Desakan untuk pemanggilan Bahlil Lahadalia diutarakan Gerakan Arus Bawah Demokrasi (GABDEM) yang menduga sang Menteri menarik fee untuk pengaktifan kembali izin tambang yang sebelumnya telah dicabut dengan alasan tidak produktif. Bahkan Bahlil Lahadalia pun ditengarai meminta saham perusahaan yang izinnya dikembalikan.
“Berdasarkan investigasi yang kami lakukan dan dari sumber terpercaya, saudara Bahlil cenderung tebang pilih dalam mencabut izin pertambangan yang tidak produktif. Sebagai contoh, izin tambang milik PT Meta Mineral Pradana di Kabupaten Konawe, Sulawesi Tenggara, tidak ditutup atau dicabut meskipun tidak beroperasi sejak tahun 2010 dan belakangan terungkap jika pemegang saham mayoritas PT Meta Mineral Pradana adalah PT Papua Bersama Unggul yang dimiliki saudara Bahlil sendiri,” kata Koordinator GABDEM, Asvin Ahmad melalui keterangan tertulis, Sabtu (23/3/2024).

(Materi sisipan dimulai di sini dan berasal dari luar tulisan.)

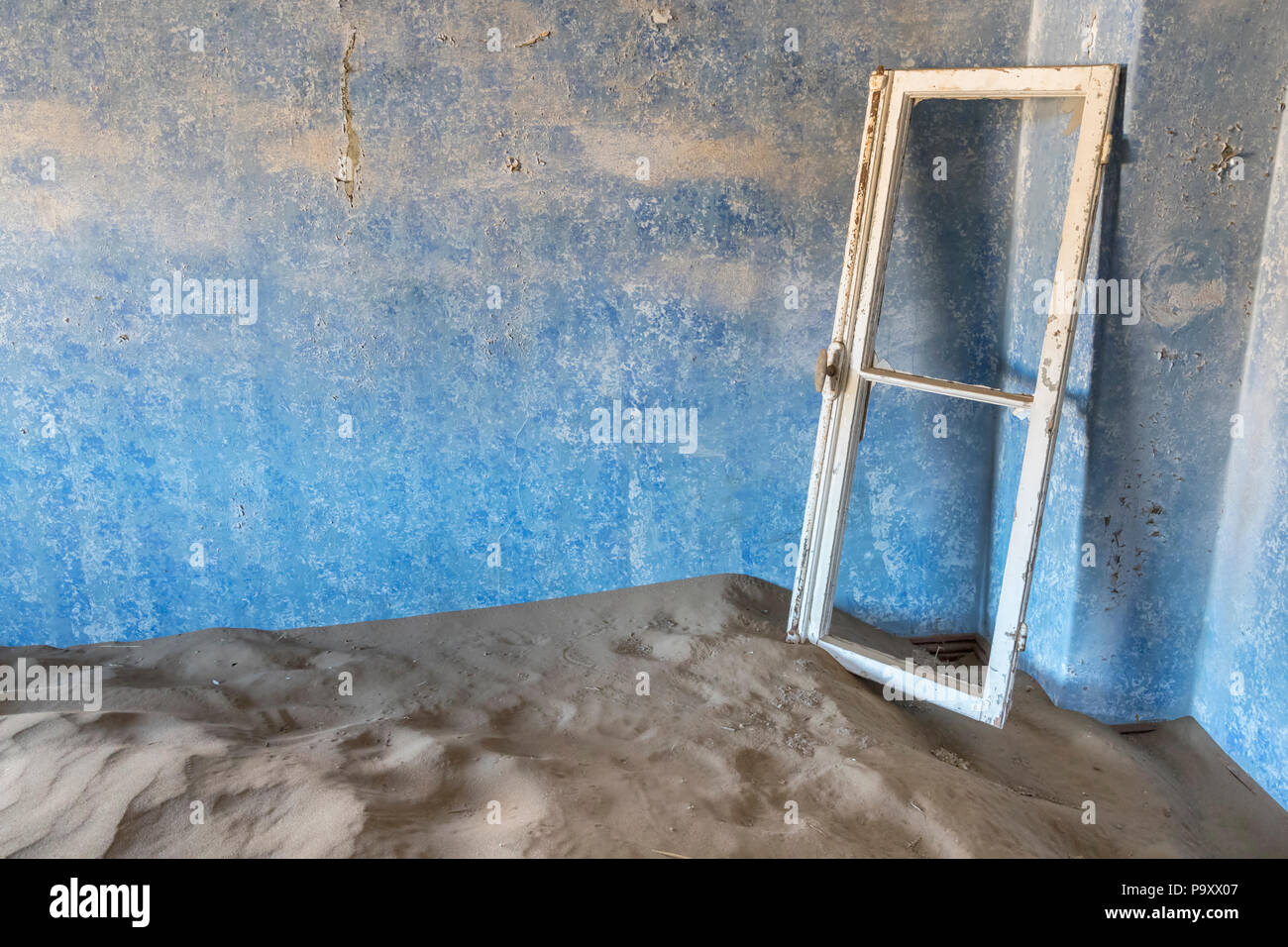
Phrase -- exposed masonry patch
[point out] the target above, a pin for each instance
(352, 158)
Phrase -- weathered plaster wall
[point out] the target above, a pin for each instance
(471, 425)
(1183, 591)
(357, 450)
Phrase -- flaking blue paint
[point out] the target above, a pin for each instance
(472, 425)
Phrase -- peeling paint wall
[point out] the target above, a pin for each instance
(1183, 609)
(458, 258)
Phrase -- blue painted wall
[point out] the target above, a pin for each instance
(356, 449)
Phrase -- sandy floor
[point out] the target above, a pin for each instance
(535, 707)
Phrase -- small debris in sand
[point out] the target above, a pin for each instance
(948, 757)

Namun pada saat bersamaan, lanjut Asvin, puluhan izin untuk wilayah konsesi yang berdekatan dengan konsesi PT Meta Mineral justru dicabut. Menteri Bahlil Lahadalia pun diduga melakukan praktik pemerasan dan atau jual beli izin pertambangan kepada beberapa perusahaan yang berkepentingan.
Modus operasi yang digunakan, kata Asvin, yakni dengan meminta uang dan atau saham melalui orang-orang terdekatnya kepada perusahaan yang menginginkan izinnya dihidupkan kembali.
“Peran saudara Bahlil adalah membuat pemetaan semua izin tambang dan perkebunan, hak guna usaha, dan konsesi kawasan hutan. Saudara Bahlil kemudian mencabut ribuan izin yang dianggap tidak produktif yang selanjutnya, melalui orang-orangnya, meminta fee kepada sejumlah pengusaha yang ingin izinnya diaktifkan kembali,” Asvin menerangkan.
Asvin menuturkan, berdasarkan keterangan sejumlah pengusaha, besaran fee yang diminta orang-orang kepercayaan Bahlil Lahadalia antara Rp5 milyar hingga Rp25 milyar. Selain itu, orang-orang kepercayaan Bahlil Lahadalia pun disebut-sebut meminta saham perusahaan sekitar 30 persen untuk menghidupkan kembali izin usaha yang telah dibatalkan.
“Sementara bagi izin pertambangan yang tidak aktif, saudara Bahlil melelangnya secara terbuka, beberapa dibagikan kepada organisasi kemasyarakatan, koperasi, dan lain-lain sebagai hadiah,” dia menambahkan.
Asvin menilai, yang dilakukan Bahlil Lahadalia melalui orang-orang terdekatnya diduga telah melanggar beberapa aturan. Antara lain Undang-Undang Pemberantasan Tindak Pidana Korupsi dan Undang-Undang Nomor 3 Tahun 2020 tentang Pertambangan Mineral dan Batubara Pasal 51 dan 61.
Selain itu, pelelangan izin tambang yang dilakukan Bahlil Lahadalia melalui satgas investasi seharusnya dilakukan Kementrian Energi dan Sumber Daya Mineral.
“Saudara Bahlil diduga kuat melakukan tindak pidana korupsi dengan mematok tarif atau fee terkait dengan pencabutan dan atau pengaktifan kembali izin tambang serta melakukan penyalahgunaan wewenang yang berakibat pada kerugian keuangan atau perekonomian negara,” Asvin menjelaskan.
Delik aduan atas dugaan tindak pidana korupsi yang dilakukan Bahlil Lahadalia, kata Asvin, adalah delik gratifikasi, suap-menyuap dan pemerasan. “Karena itu, kami memohon KPK untuk menindaklanjuti laporan pengaduan tindak pidana korupsi yang dilakukan saudara Bahlil ini,” Asvin menegaskan.